17 years ago I purchased the domain bamoon.com. I don’t remember what registrar I bought it from. I’m reasonably sure I paid US$35 for it, a price that has, surprisingly, only gone down from then; my last renewal for this domain was US$15.50. How many things you’ve bought in the past have gone down in price?
At the time of purchase, I felt pretty lucky to have gotten a six-character .com domain. I wanted moon.com, for obvious reasons, but it was already owned by Moon Guides, a travel book publisher. I dreamed for years of being able to snipe the domain from them, but that’s a cheap way to get something. I’m happy with bamoon.com.

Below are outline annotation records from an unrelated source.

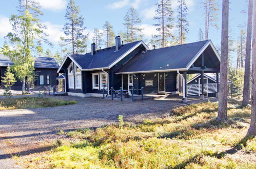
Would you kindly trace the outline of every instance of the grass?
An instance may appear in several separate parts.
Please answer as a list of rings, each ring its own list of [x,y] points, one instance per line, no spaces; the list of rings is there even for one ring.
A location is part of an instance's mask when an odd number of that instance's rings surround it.
[[[249,107],[229,104],[227,122],[216,121],[218,104],[174,109],[169,116],[139,124],[119,122],[62,133],[70,138],[29,164],[45,168],[233,168],[256,167],[256,138],[243,139]],[[238,145],[233,154],[227,151]],[[32,165],[35,166],[35,165]]]
[[[0,110],[29,109],[53,107],[76,103],[76,101],[68,101],[52,98],[23,97],[0,100]]]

For at least the first year and a half, I didn’t do anything with it. I didn’t know what I could do with it. I didn’t understand DNS or hosting, not really. I did already have a blog, of a sort, which was a personal site provided by my ISP at the time, a little company called IO.net, a.k.a., the infamous Illuminati Online, the BBS (kids, ask your parents to ask their grandparents what BBS’s were) that was raided by the Secret Service, a raid that led to the creation of the Electronic Freedom Foundation, a group that to this day fights to internet rights and network neutrality—things we need now more than ever.
My blog, known as Lunar Obverse even back then, was hand-written in HTML with pages I uploaded to the server using FTP, which is a lot like walking through the snow uphill both ways to school, you ungrateful kids with your Tumblrs and your WordPresses and Squarespaces. I think all told I posted less than 20 stories. I still have those somewhere. They may even exist as posts in the archives of this site. Y’know. Somewhere.

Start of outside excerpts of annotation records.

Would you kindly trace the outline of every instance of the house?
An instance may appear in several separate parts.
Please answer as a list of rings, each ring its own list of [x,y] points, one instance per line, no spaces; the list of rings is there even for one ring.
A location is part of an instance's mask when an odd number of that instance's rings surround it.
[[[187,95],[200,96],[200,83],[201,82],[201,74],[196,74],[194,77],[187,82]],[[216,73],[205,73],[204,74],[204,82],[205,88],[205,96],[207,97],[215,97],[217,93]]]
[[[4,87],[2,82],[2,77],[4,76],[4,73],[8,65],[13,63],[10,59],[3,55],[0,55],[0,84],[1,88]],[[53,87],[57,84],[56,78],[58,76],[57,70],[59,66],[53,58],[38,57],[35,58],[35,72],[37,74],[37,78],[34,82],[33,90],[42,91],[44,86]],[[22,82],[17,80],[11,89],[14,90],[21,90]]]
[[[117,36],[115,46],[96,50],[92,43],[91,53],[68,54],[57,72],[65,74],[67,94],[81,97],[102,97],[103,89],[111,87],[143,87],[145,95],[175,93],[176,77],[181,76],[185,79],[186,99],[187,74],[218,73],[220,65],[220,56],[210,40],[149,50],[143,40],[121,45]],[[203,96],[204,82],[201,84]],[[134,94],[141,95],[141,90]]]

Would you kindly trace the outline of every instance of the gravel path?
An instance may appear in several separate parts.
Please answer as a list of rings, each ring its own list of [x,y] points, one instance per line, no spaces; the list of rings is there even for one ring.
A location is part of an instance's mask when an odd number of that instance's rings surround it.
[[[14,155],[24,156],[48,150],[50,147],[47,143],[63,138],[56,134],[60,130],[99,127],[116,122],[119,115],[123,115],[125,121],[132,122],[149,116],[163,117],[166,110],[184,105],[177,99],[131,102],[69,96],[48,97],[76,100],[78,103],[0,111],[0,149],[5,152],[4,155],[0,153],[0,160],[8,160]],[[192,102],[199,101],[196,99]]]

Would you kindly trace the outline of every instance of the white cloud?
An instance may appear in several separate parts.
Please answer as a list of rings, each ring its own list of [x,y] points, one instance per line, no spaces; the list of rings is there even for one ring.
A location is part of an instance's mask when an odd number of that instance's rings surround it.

But this particular incarnation of Lunar Obverse didn’t begin until November of 2004, over two years after I bought the domain to host it. I had a friend who wrote his own blogging software, and I used it to host the actual files of my blog on his personal server, Small White Cube. I used Blogger to compose my posts, and Blogger, in those days, allowed me to publish to any host I wanted. It was fun, and I learned a lot more about the backend of how the World’s Widest Web works.
The domain bamoon.com is my name: Brian Aaron Moon. But it can also be read as a pun and a directive: be a Moon. I don’t really know what “being a Moon” would be, except that I would hope it meant to be creative, and kind, and skeptical of extraordinary claims, and a wee bit anti-authoritarian. But to you, dear reader, to you it can mean whatever you wish it to mean.
B. A. Moon is a common enough name that I get mistaken emails for other B. A. Moons all the time. I mostly ignore them, but sometimes I will reply to the sender and explain they’ve got the wrong email address. There’s a Barbara A. Moon out there in the midwest who likes gambling at casinos, though, who either doesn’t care that she’s not getting her update emails or doesn’t notice. I’ve long since given up trying to correct her mistake. I just quietly click “unsubscribe” when I get them, which slows down the incoming emails for a time, but never stops them entirely. If anyone knows her, could they let her know she’s putting someone else’s email in the boxes on websites? Thanks.